Оля заметалась в поисках выхода: нужно было спасать детей из разрушающегося мира. Пыталась говорить с мужем, но Михаил давно жил не с ней, а где-то там, где Олин голос слышался как песня без слов. Отказаться от её голоса Михаил не мог: так звучало его спасение - тайна его скрытой ото всех жизни... Но слова, которые она произносила, мучили его - отвлекали от забвения, которое давал голос... Кажется, она говорила, что несчастна, что устала. Говорилось... ею?... Об усталости - её?... Его спасение - устало?... Его счастье - несчастливо? Было выше сил принять - осознать, что вера его, его любовь, где-то там... в своём источнике, пугающе недоступном, иссякает. Не было сил услышать разрушающий смысл слов. И Михаил забывался в звуках, запахах, прикосновениях, отдыхая в тени своей жизни, которая утекала без него...
Оля запомнила тот вечер, когда явилось третье одиночество. Ожесточение заполнило восьмиметровую спальню - комнатку, обставленную компромиссами. Диван раскладывался, ущемляя нижний ящик секретера, но теснился перед его средней, превращающейся в столик, дверкой, подставляя себя под него, как сиденье. В свой верхний ящик секретер принимал постель, зато диван терпел груду книг, сваленных на него во время занятий.
Была зима - бесснежная, с ледяными ветрами и гололёдами. Сутулящиеся прохожие подставляли морозу спины, локти и казались Оле беженцами. Она удивлялась, когда слышала обрывки разговоров: не о катастрофе, а о китайских сумках, которые разыгрываются в лотерею, или о весне - какая может быть весна после такой зимы... В окно спальни через дырочку в раме дул холодный ветер, и Оля затыкала её пёстрым пластилином...
В тот вечер они разложили диван и постель в четыре руки - ловко, как цирковые жонглёры - и уселись, каждый на своей стороне, спинами друг к другу - замерли...
"Мы уезжаем" - сказала Оля.
Михаил молчал...
"Ты пока оставайся, а... потом... приедешь..." - эту фразу она придумала прошлой ночью и сразу уснула, а теперь её нужно было только повторить.
Михаил слушал, проникаясь отравой этих слов - они говорили о том, что диван, на котором он поил её кофе, когда она отчаянно сопротивлялась светлеющему утру, - этот диван, шкаф, чашка, запах кофе, сонное тепло - всё исчезнет... Слова говорили о крушении мучительных и милых компромиссов, которые были плотью его жизни, и о том, чего он стыдился более всего: страхе перед жизнью - бессилии перед безумием происходящего...
Михаил чувствовал, что пока он молчит, жена опирается на его молчание и верит в то, что зависит от его слов.

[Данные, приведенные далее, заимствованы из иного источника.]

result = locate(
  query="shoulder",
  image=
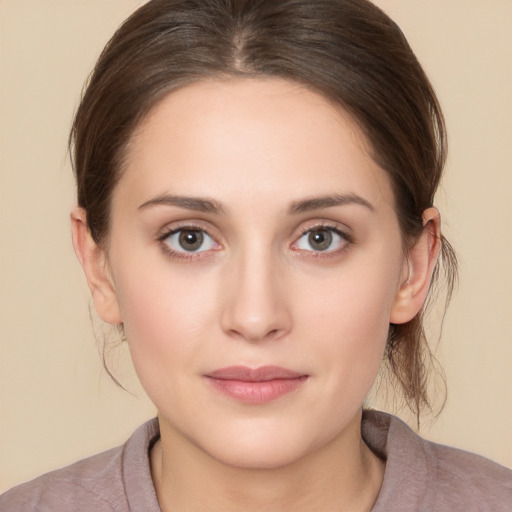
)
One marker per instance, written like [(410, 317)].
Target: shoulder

Но согласись он, их жизнь закружится и устремится в никуда, а она воспримет падение, как спасительное движение и станет говорить возбуждённо, как тогда, когда у неё поднялась температура и она бредила... И он будет лгать... во спасение одной минуты - сторожить её новую веру. Потом же, в чужой стране она опомнится и с ужасом увидит, что у него - её мужа - нет опоры кроме спасительного круга выживания, который связан с Большим Миром, к которому она стремится, не более, чем вода в стакане - с Океаном...
Оле послышалась тишина особенной силы и, оглянувшись, она увидела мужа, стискивающего руками голову, замершего; майка на спине судорожно натянута...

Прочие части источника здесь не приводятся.